Federal aid is forestalling only a fraction of foreclosures, report says
Thursday, April 15, 2010
The government's foreclosure prevention efforts are struggling to make an impact on millions of borrowers who are in trouble on their mortgages, according to a report issued Wednesday by a congressional watchdog panel.
The program, known as Making Home Affordable, is on course to prevent only about 1 million foreclosures, aiding a small fraction of the homeowners who are in trouble with their mortgages nationwide, according to the report by the Congressional Oversight Panel, which monitors spending on financial bailout efforts.
About 230,000 U.S. homeowners had secured permanent loan modification under the program through last month, according to Treasury Department data also released Wednesday. That includes about 14,000 borrowers in the Washington region.
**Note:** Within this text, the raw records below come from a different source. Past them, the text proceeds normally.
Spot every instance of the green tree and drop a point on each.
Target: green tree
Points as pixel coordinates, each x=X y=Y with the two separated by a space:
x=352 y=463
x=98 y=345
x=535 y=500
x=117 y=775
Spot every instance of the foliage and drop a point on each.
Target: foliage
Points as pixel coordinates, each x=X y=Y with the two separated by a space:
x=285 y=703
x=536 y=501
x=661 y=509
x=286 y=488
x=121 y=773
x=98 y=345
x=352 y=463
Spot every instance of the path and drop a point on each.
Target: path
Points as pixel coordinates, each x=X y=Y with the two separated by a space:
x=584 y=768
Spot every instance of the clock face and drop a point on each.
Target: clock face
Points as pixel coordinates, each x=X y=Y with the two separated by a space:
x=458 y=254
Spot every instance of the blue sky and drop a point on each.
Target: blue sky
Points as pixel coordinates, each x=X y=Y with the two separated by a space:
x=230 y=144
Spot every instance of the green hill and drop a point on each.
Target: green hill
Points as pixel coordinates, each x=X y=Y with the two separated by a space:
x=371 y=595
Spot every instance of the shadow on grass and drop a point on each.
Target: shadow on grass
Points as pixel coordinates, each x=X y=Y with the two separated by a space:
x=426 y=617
But many borrowers who have signed up for the program are in limbo, waiting to prove they qualify for permanent mortgage relief. And more than 150,000 have been dropped from the program because they didn't keep up with their payments or their lender determined they did not qualify after all, according to the Treasury data.
"Treasury's response is lagging behind the pace of the crisis," said Elizabeth Warren, head of the watchdog panel. "It also seems clear that Treasury's programs will not reach the overwhelming majority of homeowners in trouble."
Treasury officials said Wednesday that the federal program was never meant to prevent all foreclosures. "It's still going to be a very painful process for millions of Americans, but we're going to keep working to make sure this program reaches as many people as we can reach," said Treasury Secretary Timothy F. Geithner.
Last month, the administration announced that it was revamping the program, adding features to encourage lenders to slash the loan balances of borrowers who owe more than their home is worth, a situation known as being underwater. About 75 percent of the homeowners helped under the federal program were underwater on their mortgage, according the watchdog group's report.
In the Washington region, foreclosures continue to be a problem. On Wednesday, local nonprofit groups and government officials announced the creation of the Capital Area Foreclosure Network to coordinate outreach efforts to distressed borrowers.
The network, which includes the Metropolitan Washington Council of Governments and the Nonprofit Roundtable of Greater Washington as well as Fannie Mae and Freddie Mac, will share information among nonprofit groups and banks while coordinating a regional response to the foreclosure crisis.
"People walk into nonprofit housing counseling organizations every day seeking to prevent foreclosure. But these are really complex challenges, and the work is hard," said Chuck Bean, executive director of the Nonprofit Roundtable of Greater Washington. "Now, by bringing together all the players . . . we hope to better support the staff that are on the ground doing the work."
Meanwhile, a report by the Urban Institute, a District-based nonprofit policy research group, to be released Thursday found that by the end of last year, nearly 3 percent of outstanding mortgages in the Washington region were in the foreclosure process and 9 percent were delinquent. There are signs that the region's housing market is starting to improve, the report says. But in the far suburbs and eastern areas, many homes are languishing on the market before selling, according to the report. About 27 percent of homes for sale in the Washington region stay on the market for at least three months. But in Charles County, about 42 percent of homes on the market take at least four months to sell.
"The region still faces a substantial challenge from the foreclosure crisis. There are still a lot of homeowners behind on their mortgage," said Peter Tatian, senior research association for the Urban Institute.